Quando avevo recensito il precedente “Sole Lord” dei newyorkesi
Hull, il risultato era parso ancora leggermente dispersivo ed altalenante. Però avevo aggiunto che i margini di crescita parevano abbastanza evidenti. Gli sludgers americani non mi hanno smentito, perché nel presente nuovo album mettono meglio a fuoco il loro tiro pachidermico, pur senza rinunciare a proporre brani molto lunghi, pesanti e complessi.
Anche questo lavoro è legato ad una trama unica, che viene affrontata lungo i sessanta minuti di durata. E’ la storia di due fratelli maya, che scelgono esistenze opposte: uno si dedica all’introspezione spirituale e al misticismo, l’altro ai sacrifici umani e all’automutilazione. Immagini crude ed arcane, che in qualche modo rispecchiano lo stile degli Hull: un continuo scambio di trame monolitiche, urticanti, e spazi ipnotici e stonati. Soluzioni che ci avevano già mostrato nel recente passato, ma che ora appaiono maggiormente definite e coese.
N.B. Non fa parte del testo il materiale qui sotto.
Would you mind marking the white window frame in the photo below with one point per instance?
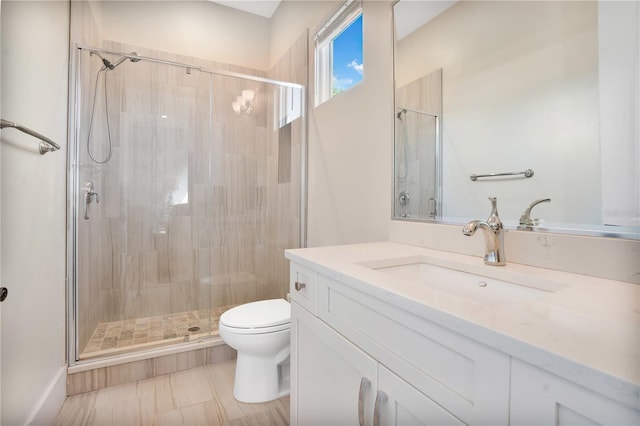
(339, 21)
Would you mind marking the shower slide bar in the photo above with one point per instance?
(45, 146)
(527, 173)
(194, 67)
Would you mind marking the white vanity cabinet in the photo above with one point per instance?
(334, 382)
(416, 370)
(434, 357)
(541, 398)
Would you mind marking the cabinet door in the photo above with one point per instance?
(327, 375)
(399, 403)
(541, 398)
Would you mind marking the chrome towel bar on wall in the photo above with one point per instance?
(45, 146)
(526, 173)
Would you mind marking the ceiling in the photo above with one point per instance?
(264, 8)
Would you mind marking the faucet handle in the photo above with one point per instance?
(494, 219)
(526, 220)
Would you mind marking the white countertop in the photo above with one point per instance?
(588, 331)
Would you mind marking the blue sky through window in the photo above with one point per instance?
(347, 57)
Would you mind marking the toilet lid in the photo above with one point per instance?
(260, 314)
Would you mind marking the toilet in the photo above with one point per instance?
(259, 332)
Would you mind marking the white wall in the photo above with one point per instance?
(34, 93)
(619, 67)
(350, 136)
(200, 29)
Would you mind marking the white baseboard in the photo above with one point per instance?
(45, 412)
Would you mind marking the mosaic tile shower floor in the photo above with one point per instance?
(119, 336)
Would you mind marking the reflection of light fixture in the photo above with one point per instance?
(243, 103)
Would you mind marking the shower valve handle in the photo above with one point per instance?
(89, 197)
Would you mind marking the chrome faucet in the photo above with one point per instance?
(526, 221)
(89, 196)
(493, 235)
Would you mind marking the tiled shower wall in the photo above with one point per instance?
(195, 211)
Gli oltre dieci minuti dell’iniziale “Earth from water” riassumono con chiarezza il discorso. Sound aspro, massiccio, distorto, oppressivo, ma il percorso è ben accidentato ed il brano si snoda in modo non-lineare sul modello, ormai codificato, di Mastodon e affini. Il trio di chitarre adesso si dedica con efficacia anche alle parti solistiche e questo incrementa la varietà all’interno dei singoli episodi. Sempre tellurico il lavoro della batteria, così come si conferma disturbante la voce tra growl ed hardcore. Maggior spazio ai rallentamenti sludge, alle atmosfere melmose e tossiche, che ci riportano all’attitudine cupa e muscolare di Sourvein, Black Tusk, Weedeater e compagnia.
Un disco ultra-heavy capace di offrire sensazioni forti, sbarramenti fragorosi, brutalità sanguinaria, ma anche momenti di ispirazione narcotica che vanno assaporati con calma. Prodotto di settore, ma da parte di una formazione in crescita, che tra le tante uscite dell’annata si segnala per bellicosità, vigore e dinamismo.